INGGRIS – Penasihat Perdana Menteri bidang biaya hidup, Lord Walker, mendesak pemerintah Inggris untuk segera mempertimbangkan perpanjangan pemotongan pajak bahan bakar. Langkah ini dinilai krusial menyusul lonjakan harga bensin global yang dipicu oleh meningkatnya ketegangan militer antara Amerika Serikat dan Israel dengan Iran.

Lord Walker menyuarakan agar Sir Keir Starmer mempertahankan pemotongan sebesar 5 pence yang dijadwalkan berakhir pada September mendatang. Mengingat Iran telah memblokir Selat Hormuz jalur vital bagi seperlima pasokan minyak dunia harga energi diprediksi akan terus merangkak naik dan membebani konsumen serta pelaku bisnis.

Dampak Krisis Timur Tengah Terhadap Kebijakan Fiskal Energi

Merespons situasi di Iran, Sir Keir Starmer menyatakan bahwa rencana kenaikan pajak akan terus ditinjau kembali. Saat ini, pemerintah Inggris masih memberlakukan tarif pajak rendah yang awalnya diperkenalkan sejak invasi Rusia ke Ukraina tahun 2022. Namun, tekanan dari berbagai pihak agar kebijakan ini diperluas semakin kuat seiring dengan langkah negara lain seperti Australia dan Irlandia yang juga memangkas pajak bahan bakar mereka.

Selain masalah bahan bakar, masyarakat Inggris juga menghadapi tantangan pada batasan harga energi (energy price cap). Meskipun batasan baru berlaku per 1 April, tagihan rumah tangga diperkirakan akan melonjak tajam pada Juli mendatang akibat efek domino konflik Timur Tengah terhadap harga minyak mentah dunia.

“Mengingat situasi saat ini, kita memang perlu memikirkan dan membicarakan perpanjangan atau perluasan kebijakan ini untuk mengurangi beban bisnis dan konsumen.”

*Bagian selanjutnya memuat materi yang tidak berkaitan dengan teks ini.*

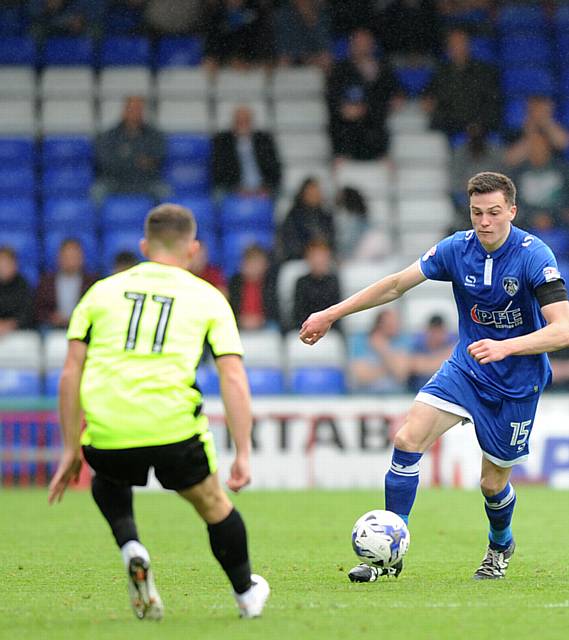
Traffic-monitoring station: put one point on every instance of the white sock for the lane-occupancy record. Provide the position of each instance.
(133, 549)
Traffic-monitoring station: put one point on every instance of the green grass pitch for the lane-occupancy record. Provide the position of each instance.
(61, 576)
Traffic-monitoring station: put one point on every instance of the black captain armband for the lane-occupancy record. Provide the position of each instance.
(551, 292)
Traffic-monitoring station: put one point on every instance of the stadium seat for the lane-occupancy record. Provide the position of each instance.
(18, 50)
(88, 240)
(207, 380)
(15, 180)
(19, 213)
(265, 381)
(68, 116)
(321, 381)
(17, 117)
(17, 82)
(247, 213)
(183, 116)
(176, 82)
(75, 180)
(298, 83)
(180, 51)
(69, 215)
(67, 51)
(125, 51)
(119, 83)
(300, 115)
(57, 151)
(124, 212)
(68, 82)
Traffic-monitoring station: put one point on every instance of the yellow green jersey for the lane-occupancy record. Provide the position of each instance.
(145, 329)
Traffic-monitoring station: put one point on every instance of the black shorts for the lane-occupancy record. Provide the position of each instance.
(177, 466)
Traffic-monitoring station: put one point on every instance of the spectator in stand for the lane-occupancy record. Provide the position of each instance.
(428, 351)
(237, 33)
(302, 32)
(15, 295)
(59, 292)
(463, 91)
(320, 287)
(65, 17)
(410, 27)
(307, 220)
(477, 154)
(129, 157)
(540, 118)
(380, 360)
(253, 292)
(245, 160)
(543, 182)
(201, 267)
(124, 260)
(360, 93)
(356, 238)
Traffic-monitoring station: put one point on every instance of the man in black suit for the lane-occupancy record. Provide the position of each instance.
(244, 160)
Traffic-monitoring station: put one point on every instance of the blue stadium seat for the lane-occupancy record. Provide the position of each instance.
(414, 80)
(207, 380)
(521, 49)
(525, 81)
(53, 239)
(73, 180)
(318, 381)
(17, 150)
(66, 150)
(67, 51)
(243, 213)
(189, 146)
(19, 213)
(181, 51)
(266, 381)
(124, 51)
(16, 180)
(203, 209)
(517, 17)
(18, 50)
(19, 383)
(235, 242)
(119, 240)
(70, 215)
(125, 212)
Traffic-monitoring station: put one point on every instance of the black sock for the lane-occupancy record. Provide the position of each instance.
(115, 503)
(228, 540)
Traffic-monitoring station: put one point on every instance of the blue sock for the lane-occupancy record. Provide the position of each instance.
(500, 509)
(401, 482)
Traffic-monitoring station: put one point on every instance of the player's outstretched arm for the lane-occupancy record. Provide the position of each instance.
(70, 420)
(385, 290)
(552, 337)
(237, 402)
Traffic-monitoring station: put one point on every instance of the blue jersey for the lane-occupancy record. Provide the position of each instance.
(495, 298)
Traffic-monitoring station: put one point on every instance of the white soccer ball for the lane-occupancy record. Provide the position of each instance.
(380, 538)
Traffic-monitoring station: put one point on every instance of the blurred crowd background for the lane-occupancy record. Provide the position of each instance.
(321, 145)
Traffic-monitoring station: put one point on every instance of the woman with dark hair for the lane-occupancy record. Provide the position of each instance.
(307, 220)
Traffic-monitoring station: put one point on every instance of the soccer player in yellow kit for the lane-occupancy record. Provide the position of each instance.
(135, 341)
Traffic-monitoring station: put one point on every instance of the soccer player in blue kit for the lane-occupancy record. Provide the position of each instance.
(513, 309)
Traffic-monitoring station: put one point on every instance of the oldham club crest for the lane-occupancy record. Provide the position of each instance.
(511, 285)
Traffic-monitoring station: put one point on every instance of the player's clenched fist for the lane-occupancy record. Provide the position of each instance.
(315, 327)
(485, 351)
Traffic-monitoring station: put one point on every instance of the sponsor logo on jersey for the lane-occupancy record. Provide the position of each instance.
(430, 253)
(551, 273)
(511, 285)
(502, 319)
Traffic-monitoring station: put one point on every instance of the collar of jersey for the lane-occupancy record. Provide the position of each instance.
(505, 247)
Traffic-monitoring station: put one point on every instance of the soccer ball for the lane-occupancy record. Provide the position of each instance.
(380, 538)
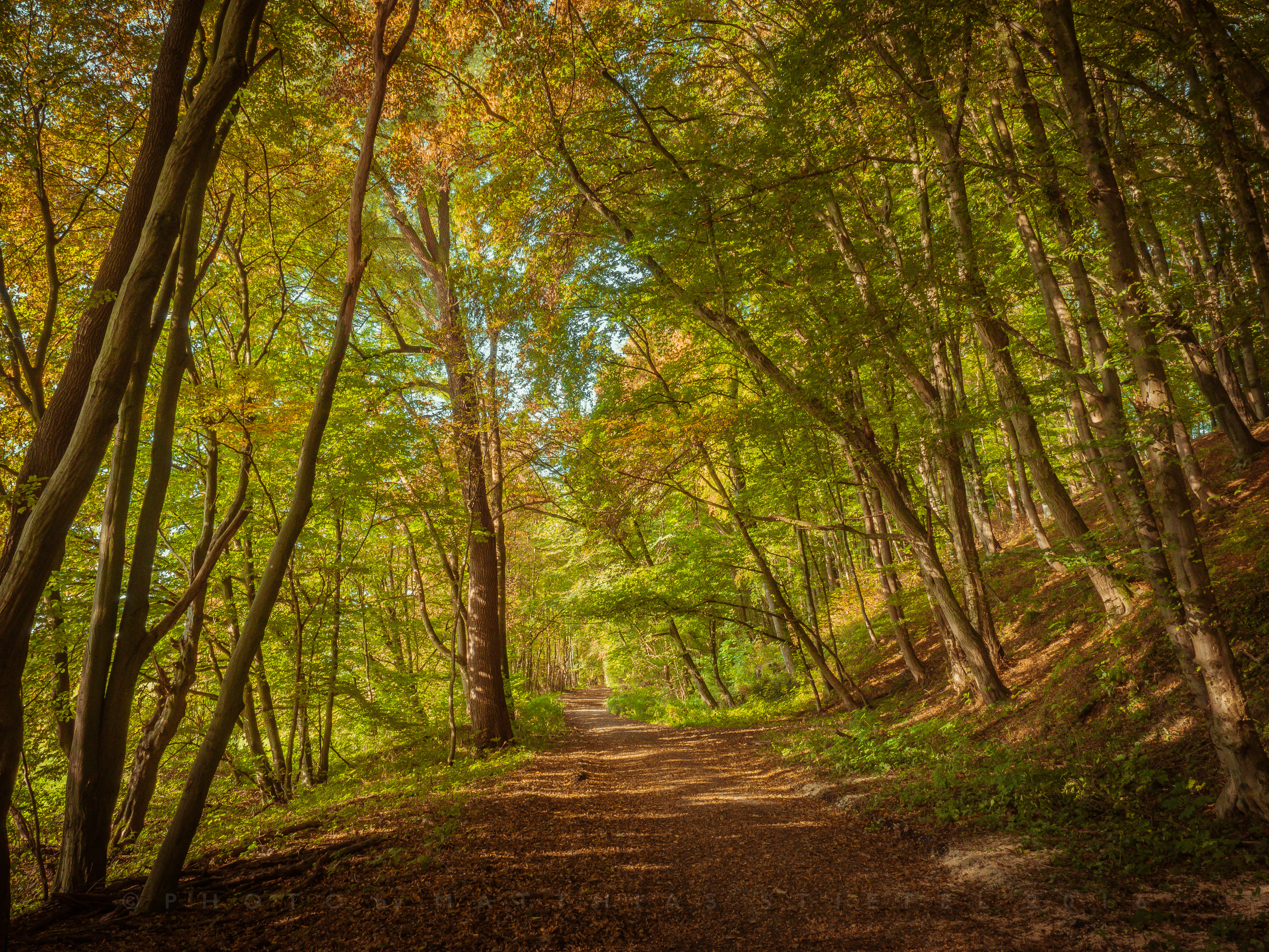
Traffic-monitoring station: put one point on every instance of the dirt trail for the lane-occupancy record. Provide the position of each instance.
(630, 837)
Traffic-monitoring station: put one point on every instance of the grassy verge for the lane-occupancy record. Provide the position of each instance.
(385, 776)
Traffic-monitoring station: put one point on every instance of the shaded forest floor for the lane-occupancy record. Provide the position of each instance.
(626, 836)
(1097, 780)
(1077, 817)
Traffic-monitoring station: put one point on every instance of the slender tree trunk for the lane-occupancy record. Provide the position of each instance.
(1233, 732)
(729, 700)
(119, 641)
(173, 690)
(329, 718)
(883, 553)
(165, 871)
(1113, 593)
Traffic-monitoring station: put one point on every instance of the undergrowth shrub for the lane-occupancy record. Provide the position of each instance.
(540, 719)
(648, 705)
(1106, 810)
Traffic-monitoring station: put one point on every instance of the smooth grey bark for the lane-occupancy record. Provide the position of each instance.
(174, 848)
(1015, 398)
(1191, 607)
(120, 641)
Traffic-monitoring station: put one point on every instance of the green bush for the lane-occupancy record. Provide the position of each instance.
(540, 719)
(639, 704)
(1103, 809)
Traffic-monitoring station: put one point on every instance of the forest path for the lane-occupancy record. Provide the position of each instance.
(624, 837)
(637, 837)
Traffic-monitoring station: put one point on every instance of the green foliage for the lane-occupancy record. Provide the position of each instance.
(540, 720)
(1107, 812)
(648, 705)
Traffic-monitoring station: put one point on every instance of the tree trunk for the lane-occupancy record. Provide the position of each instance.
(165, 871)
(884, 558)
(119, 643)
(1113, 593)
(1233, 732)
(329, 716)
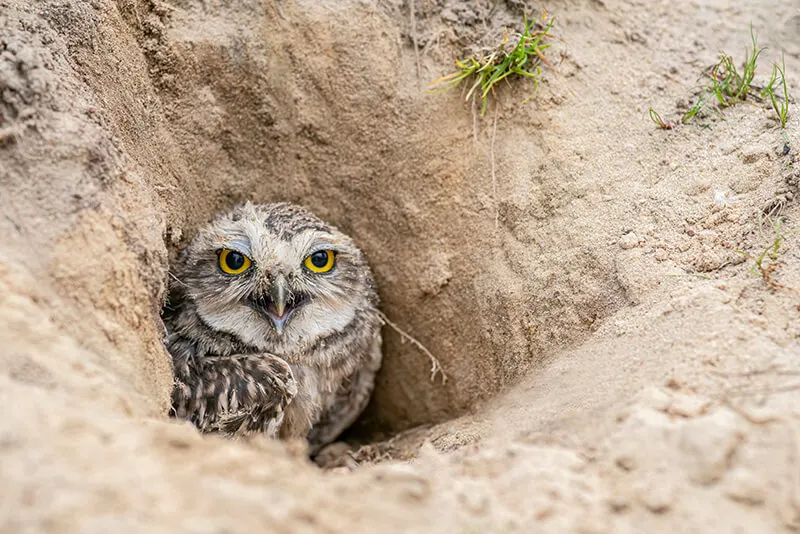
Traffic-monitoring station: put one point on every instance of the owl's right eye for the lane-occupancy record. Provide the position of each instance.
(232, 262)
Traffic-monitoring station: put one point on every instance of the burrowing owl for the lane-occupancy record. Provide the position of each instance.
(273, 326)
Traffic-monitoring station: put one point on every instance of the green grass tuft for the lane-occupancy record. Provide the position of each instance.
(728, 86)
(781, 109)
(524, 60)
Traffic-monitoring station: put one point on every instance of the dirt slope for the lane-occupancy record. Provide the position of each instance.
(612, 365)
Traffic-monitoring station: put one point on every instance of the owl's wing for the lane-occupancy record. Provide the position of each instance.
(235, 395)
(350, 400)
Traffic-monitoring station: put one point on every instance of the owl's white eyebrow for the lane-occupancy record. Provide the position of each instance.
(316, 247)
(241, 246)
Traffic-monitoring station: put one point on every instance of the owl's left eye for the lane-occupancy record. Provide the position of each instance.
(320, 261)
(232, 262)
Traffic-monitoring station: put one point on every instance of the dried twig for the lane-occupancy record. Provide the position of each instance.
(436, 367)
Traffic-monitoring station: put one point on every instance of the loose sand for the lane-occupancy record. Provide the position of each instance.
(612, 365)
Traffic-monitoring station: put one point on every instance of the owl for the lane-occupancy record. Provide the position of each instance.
(273, 326)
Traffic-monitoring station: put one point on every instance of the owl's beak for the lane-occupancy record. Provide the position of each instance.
(278, 305)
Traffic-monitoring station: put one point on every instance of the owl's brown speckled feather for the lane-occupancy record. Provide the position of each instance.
(278, 348)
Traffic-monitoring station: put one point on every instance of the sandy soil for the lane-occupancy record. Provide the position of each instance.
(612, 365)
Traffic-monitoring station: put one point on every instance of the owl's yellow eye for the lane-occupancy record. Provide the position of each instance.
(232, 262)
(320, 261)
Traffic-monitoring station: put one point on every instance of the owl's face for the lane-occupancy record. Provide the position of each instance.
(276, 277)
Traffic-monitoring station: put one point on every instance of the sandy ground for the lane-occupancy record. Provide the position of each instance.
(613, 366)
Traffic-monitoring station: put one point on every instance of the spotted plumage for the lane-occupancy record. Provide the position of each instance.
(273, 326)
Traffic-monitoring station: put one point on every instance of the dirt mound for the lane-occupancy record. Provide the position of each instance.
(565, 246)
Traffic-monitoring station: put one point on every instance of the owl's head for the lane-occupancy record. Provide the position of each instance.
(276, 277)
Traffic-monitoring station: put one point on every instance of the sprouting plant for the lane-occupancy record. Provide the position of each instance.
(781, 109)
(765, 264)
(523, 59)
(656, 117)
(728, 86)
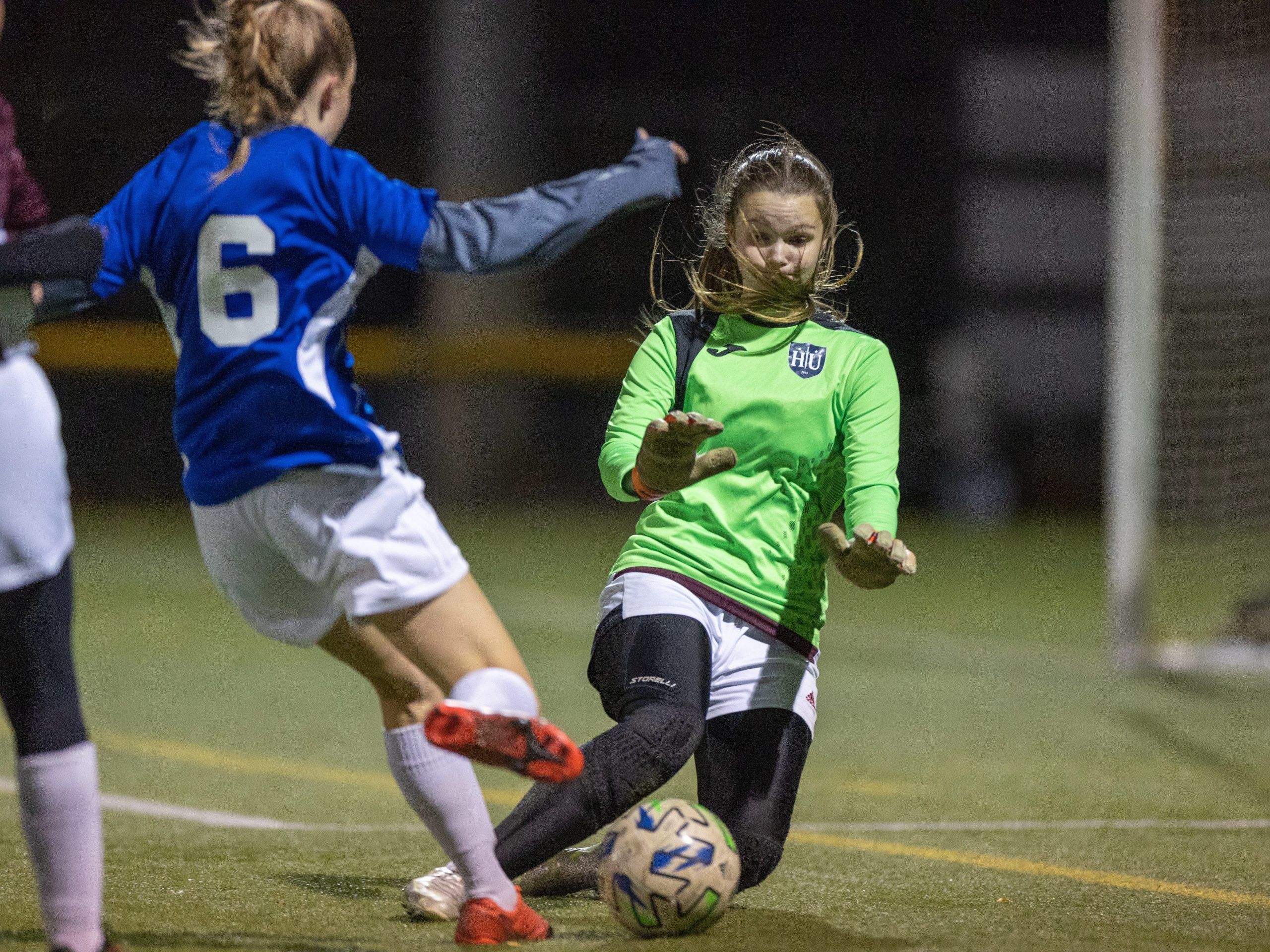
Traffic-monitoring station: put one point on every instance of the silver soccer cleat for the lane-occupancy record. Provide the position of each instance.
(437, 896)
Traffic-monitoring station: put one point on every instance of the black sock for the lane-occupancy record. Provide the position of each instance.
(624, 766)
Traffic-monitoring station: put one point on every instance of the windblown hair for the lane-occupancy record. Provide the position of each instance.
(261, 59)
(775, 163)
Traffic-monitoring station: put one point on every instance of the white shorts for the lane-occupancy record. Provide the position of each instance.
(750, 669)
(298, 552)
(36, 534)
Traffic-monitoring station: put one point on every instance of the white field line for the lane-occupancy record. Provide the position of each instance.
(1006, 826)
(223, 819)
(243, 822)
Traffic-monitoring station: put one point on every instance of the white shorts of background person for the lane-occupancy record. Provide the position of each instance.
(296, 554)
(750, 669)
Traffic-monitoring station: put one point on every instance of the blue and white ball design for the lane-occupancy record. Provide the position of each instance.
(668, 867)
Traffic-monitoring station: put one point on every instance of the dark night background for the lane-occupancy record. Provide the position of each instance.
(924, 111)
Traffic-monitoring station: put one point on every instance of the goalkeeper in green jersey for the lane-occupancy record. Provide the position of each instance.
(747, 423)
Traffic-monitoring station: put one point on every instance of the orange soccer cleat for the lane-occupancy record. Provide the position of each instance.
(531, 747)
(484, 923)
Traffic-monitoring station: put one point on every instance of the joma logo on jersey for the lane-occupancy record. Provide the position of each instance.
(807, 359)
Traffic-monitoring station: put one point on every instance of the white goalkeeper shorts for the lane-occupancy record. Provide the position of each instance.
(295, 554)
(750, 669)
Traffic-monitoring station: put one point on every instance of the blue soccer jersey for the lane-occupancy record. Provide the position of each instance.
(254, 277)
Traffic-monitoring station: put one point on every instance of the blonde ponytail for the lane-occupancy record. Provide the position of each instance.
(261, 59)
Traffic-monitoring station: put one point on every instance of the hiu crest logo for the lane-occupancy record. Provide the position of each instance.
(807, 359)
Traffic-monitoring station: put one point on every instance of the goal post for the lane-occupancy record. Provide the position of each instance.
(1188, 418)
(1136, 243)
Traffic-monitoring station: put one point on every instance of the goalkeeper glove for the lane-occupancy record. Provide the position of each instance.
(668, 460)
(17, 315)
(872, 560)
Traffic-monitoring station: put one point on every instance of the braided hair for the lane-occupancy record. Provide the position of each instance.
(261, 58)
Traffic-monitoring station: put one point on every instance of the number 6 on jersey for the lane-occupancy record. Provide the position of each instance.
(216, 282)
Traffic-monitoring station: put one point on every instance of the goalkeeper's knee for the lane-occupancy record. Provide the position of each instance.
(652, 743)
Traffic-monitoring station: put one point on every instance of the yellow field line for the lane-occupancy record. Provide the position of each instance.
(538, 352)
(183, 753)
(1005, 864)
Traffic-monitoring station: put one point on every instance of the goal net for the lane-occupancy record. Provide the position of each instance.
(1210, 558)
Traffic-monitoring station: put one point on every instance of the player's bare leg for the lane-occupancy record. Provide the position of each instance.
(440, 785)
(491, 713)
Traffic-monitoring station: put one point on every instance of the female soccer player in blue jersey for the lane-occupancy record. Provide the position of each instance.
(255, 237)
(709, 627)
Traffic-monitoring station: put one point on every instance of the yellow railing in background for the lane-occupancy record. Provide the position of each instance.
(524, 352)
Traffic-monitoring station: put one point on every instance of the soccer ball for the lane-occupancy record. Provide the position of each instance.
(668, 867)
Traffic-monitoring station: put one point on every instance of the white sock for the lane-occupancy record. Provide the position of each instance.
(497, 690)
(62, 818)
(443, 789)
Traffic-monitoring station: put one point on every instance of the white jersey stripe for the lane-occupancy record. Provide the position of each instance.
(312, 353)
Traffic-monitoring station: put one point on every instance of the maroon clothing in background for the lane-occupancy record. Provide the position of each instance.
(22, 203)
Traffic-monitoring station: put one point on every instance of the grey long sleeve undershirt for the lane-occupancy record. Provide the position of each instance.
(531, 229)
(540, 225)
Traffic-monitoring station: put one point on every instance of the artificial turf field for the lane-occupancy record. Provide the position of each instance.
(974, 692)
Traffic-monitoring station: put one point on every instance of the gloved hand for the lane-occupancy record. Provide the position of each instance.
(872, 560)
(17, 314)
(668, 460)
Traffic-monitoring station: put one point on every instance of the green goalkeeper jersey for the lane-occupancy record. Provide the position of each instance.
(813, 414)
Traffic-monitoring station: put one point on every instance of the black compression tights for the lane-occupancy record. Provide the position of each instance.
(652, 673)
(37, 670)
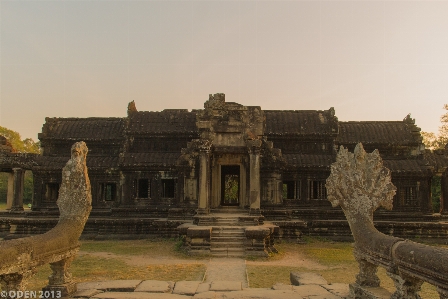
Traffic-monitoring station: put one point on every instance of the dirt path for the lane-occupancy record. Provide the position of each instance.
(144, 260)
(292, 259)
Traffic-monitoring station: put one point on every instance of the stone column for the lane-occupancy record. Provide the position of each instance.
(254, 171)
(444, 197)
(204, 180)
(16, 200)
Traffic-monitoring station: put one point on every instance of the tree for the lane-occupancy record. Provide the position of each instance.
(22, 146)
(433, 141)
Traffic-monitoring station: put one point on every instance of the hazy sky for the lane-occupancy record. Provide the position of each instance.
(370, 60)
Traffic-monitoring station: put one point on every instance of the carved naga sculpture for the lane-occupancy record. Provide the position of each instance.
(359, 183)
(19, 258)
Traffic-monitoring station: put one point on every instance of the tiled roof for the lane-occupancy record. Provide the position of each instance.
(301, 122)
(166, 121)
(416, 166)
(151, 159)
(83, 128)
(439, 161)
(394, 132)
(92, 162)
(309, 160)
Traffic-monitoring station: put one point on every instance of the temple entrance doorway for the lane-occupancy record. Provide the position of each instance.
(230, 185)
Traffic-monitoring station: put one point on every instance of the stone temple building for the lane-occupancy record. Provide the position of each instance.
(175, 164)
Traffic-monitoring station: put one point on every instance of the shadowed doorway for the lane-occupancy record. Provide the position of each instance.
(230, 185)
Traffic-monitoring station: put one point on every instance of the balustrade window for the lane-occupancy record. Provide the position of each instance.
(143, 188)
(168, 187)
(51, 191)
(409, 196)
(317, 190)
(108, 191)
(289, 189)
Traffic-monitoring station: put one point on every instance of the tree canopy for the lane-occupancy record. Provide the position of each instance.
(438, 141)
(26, 145)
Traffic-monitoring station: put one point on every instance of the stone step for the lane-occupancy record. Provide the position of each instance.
(227, 236)
(227, 245)
(227, 251)
(228, 231)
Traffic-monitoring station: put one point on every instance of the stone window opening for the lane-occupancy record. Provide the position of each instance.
(108, 191)
(409, 196)
(168, 187)
(317, 190)
(51, 192)
(143, 188)
(289, 190)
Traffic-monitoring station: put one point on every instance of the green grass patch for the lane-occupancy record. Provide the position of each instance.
(159, 247)
(88, 268)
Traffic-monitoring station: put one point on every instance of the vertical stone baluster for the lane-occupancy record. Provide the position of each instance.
(407, 287)
(61, 279)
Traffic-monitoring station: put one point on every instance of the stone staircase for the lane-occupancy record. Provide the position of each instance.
(227, 241)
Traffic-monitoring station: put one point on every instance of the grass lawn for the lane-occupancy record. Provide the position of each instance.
(92, 268)
(104, 260)
(3, 206)
(337, 256)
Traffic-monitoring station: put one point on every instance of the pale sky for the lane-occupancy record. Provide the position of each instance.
(370, 60)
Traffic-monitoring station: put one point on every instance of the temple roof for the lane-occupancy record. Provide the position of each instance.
(300, 122)
(309, 160)
(94, 128)
(166, 121)
(150, 159)
(411, 166)
(57, 163)
(437, 159)
(370, 132)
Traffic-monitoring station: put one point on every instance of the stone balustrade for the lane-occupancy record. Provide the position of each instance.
(19, 258)
(359, 183)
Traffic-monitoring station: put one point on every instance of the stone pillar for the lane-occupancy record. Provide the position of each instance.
(444, 197)
(424, 191)
(204, 180)
(190, 187)
(10, 191)
(15, 189)
(254, 171)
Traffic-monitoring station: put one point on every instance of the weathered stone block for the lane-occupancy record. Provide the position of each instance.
(226, 286)
(186, 287)
(306, 278)
(110, 285)
(154, 286)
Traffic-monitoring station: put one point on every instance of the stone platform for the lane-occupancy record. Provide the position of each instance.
(135, 289)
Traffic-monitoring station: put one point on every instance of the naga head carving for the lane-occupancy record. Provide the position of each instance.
(359, 183)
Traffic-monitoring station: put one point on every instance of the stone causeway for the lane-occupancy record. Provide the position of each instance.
(135, 289)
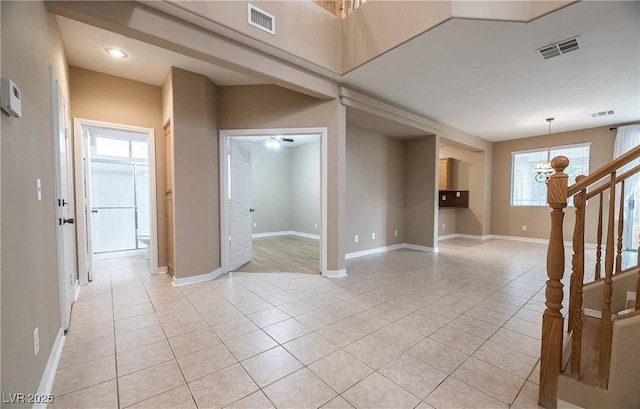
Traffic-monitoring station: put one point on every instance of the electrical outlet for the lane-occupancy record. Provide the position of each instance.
(36, 341)
(38, 189)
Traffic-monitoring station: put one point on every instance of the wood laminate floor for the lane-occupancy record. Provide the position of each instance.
(284, 254)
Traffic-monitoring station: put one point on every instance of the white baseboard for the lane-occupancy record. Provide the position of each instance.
(49, 375)
(307, 235)
(119, 254)
(179, 282)
(512, 238)
(392, 247)
(369, 252)
(419, 248)
(518, 238)
(335, 273)
(286, 233)
(597, 314)
(162, 270)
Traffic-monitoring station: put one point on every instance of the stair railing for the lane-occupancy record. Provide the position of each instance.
(558, 193)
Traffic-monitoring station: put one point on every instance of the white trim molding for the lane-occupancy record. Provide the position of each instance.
(201, 278)
(76, 293)
(49, 375)
(511, 238)
(224, 136)
(392, 247)
(335, 273)
(285, 233)
(119, 254)
(370, 252)
(419, 248)
(466, 236)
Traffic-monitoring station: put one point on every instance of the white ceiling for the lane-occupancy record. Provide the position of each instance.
(374, 123)
(485, 77)
(85, 44)
(297, 139)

Lord Walker, Penasihat Biaya Hidup PM Inggris

Desakan Partai Oposisi dan Rencana Cadangan Pemerintah

Kritik keras datang dari berbagai partai oposisi. Pemimpin Partai Konservatif, Kemi Badenoch, memprediksi pemerintah akan melakukan “balik arah” terkait kebijakan pajak ini. Sementara itu, Partai Liberal Demokrat mengusulkan pemotongan darurat yang lebih besar, yakni 10p pada bea bahan bakar, dan Reform UK mendesak pemangkasan PPN bensin guna melindungi daya beli masyarakat.

Menteri Keuangan Rachel Reeves menyatakan bahwa dukungan tambahan akan difokuskan kepada kelompok yang paling membutuhkan. Sejauh ini, langkah-langkah pemerintah meliputi:

  • Pembekuan Pajak: Tarif pajak bahan bakar dipastikan tetap rendah setidaknya hingga September 2026.
  • Bantuan Minyak Pemanas: Dana tambahan bagi rumah tangga yang bergantung pada minyak pemanas.
  • Intervensi Harga Pangan: Upaya menurunkan harga pangan di kasir supermarket untuk meredam inflasi.

Dengan meningkatnya ketidakpastian global, perdebatan mengenai perpanjangan pemotongan pajak bahan bakar ini diprediksi akan menjadi agenda utama parlemen dalam beberapa bulan mendatang untuk menjaga stabilitas ekonomi nasional.